The issue title comes from the folk song “The Ballad of John Henry” (aka “John Henry, Steel-Driving Man” or just simply “John Henry”) where the eponymous character tells his foreman that

“A man ain’t nothin’ but a man,
Before I let this steam beat me down,
Lawd, I’ll die with this hammer in my hand,
Lawd, Lawd, I’ll die with this hammer in my hand.”

It’s about the spirit of man, struggling against the odds and winning, if only briefly, because John Henry dies in the end, his premonition coming true. There are some similarities in this issue: Steel has been struggling with Luthor, a figure of power and oppression, this entire series. Luthor’s Everyman Project is the technology equivalent to the steam-powered drill that John Henry beats in the ballad, but where is the self-sacrifice here? Sure, Irons is without his armor (he ain’t nothin’ but a man) and he could have died fighting against Super-Lex, but he didn’t. Plus, aren’t they negating the man vs machine aspect of the balled by having Natasha use technology to save her uncle? If you’re going to evoke a powerful American myth like John Henry, you should be drawing more parallels.

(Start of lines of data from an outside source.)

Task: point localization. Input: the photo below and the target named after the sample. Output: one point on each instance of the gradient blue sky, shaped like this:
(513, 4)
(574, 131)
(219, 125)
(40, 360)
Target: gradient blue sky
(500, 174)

And then there’s the legality of what Steel and the Teen Titans did. I suppose Luthor could be charged for what he did to all those people on New Year’s Eve, but Steel and the others assaulted Luthor’s employees and himself, not to mention all of the property damage. Morally, the heroes are supposedly in the right, but I wouldn’t put it past Luthor to file charges and sue, continuing to make the Irons family lives hell. Worse, however, is the callousness displayed by Irons and Beast Boy when Everyman falls to his death. Some “heroes”.

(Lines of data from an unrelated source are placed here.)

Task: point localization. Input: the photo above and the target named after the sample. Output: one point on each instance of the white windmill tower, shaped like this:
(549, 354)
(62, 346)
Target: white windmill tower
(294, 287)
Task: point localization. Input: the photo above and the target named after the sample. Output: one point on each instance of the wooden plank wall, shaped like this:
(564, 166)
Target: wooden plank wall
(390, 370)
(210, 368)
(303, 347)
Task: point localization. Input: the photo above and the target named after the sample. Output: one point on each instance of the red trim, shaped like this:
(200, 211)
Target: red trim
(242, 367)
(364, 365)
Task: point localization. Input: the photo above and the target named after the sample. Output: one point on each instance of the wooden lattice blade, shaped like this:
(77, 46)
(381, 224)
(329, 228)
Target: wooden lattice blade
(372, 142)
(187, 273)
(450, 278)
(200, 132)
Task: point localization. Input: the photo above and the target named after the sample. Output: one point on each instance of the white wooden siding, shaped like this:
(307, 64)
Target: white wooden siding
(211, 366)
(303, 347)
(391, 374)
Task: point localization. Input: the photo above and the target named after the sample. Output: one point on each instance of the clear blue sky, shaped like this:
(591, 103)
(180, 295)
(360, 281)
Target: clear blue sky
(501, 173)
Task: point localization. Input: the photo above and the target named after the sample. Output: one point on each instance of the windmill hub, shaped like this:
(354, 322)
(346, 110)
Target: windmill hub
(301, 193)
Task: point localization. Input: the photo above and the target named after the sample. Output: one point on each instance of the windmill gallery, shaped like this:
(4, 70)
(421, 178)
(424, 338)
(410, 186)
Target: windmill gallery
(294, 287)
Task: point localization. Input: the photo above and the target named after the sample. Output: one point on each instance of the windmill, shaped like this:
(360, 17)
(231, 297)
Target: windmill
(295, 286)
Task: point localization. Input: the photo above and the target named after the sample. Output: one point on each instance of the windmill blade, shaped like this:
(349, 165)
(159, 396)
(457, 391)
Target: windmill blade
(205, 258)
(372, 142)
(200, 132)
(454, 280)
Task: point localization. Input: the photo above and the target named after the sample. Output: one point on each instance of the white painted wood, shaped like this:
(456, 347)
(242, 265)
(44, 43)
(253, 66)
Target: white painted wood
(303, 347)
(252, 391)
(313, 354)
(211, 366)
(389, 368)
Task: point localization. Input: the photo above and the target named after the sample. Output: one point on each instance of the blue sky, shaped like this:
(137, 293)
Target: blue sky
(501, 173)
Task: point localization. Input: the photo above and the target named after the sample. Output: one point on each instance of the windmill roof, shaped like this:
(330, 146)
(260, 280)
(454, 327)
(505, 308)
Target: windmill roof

We’re now 3/4 of the way through this adventure, and this is the first resolution we’ve arrived at. Will the other major plots be given an issue (ish) to spotlight their respective denouements? Let’s get on with it already!

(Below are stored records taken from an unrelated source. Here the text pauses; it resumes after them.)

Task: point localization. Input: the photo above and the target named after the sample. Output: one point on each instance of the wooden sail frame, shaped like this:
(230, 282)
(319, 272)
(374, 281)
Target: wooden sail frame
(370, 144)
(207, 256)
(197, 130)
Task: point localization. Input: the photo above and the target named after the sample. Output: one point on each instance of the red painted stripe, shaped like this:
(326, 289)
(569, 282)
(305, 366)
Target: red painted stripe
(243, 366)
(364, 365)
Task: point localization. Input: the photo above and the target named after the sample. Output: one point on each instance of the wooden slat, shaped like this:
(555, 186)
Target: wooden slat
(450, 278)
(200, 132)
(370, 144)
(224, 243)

Given the focus on nearly the entirety of the issue (no “Origin of …” two-pager this time) to this melodrama, I certainly hope this is the last I see of the Irons family and Luthor in this series. But Osiris’ dark night of the soul journey has taken a new, perhaps interesting twist. Also, it’s been over a week of the suffering in Kahndaq, so where’s Black Adam and Isis? Last issue, we heard the boom telling the arrival of the Horsemen, so what happened then? It’s such an odd break from what logically should come next, but “keep them wanting more” I suppose.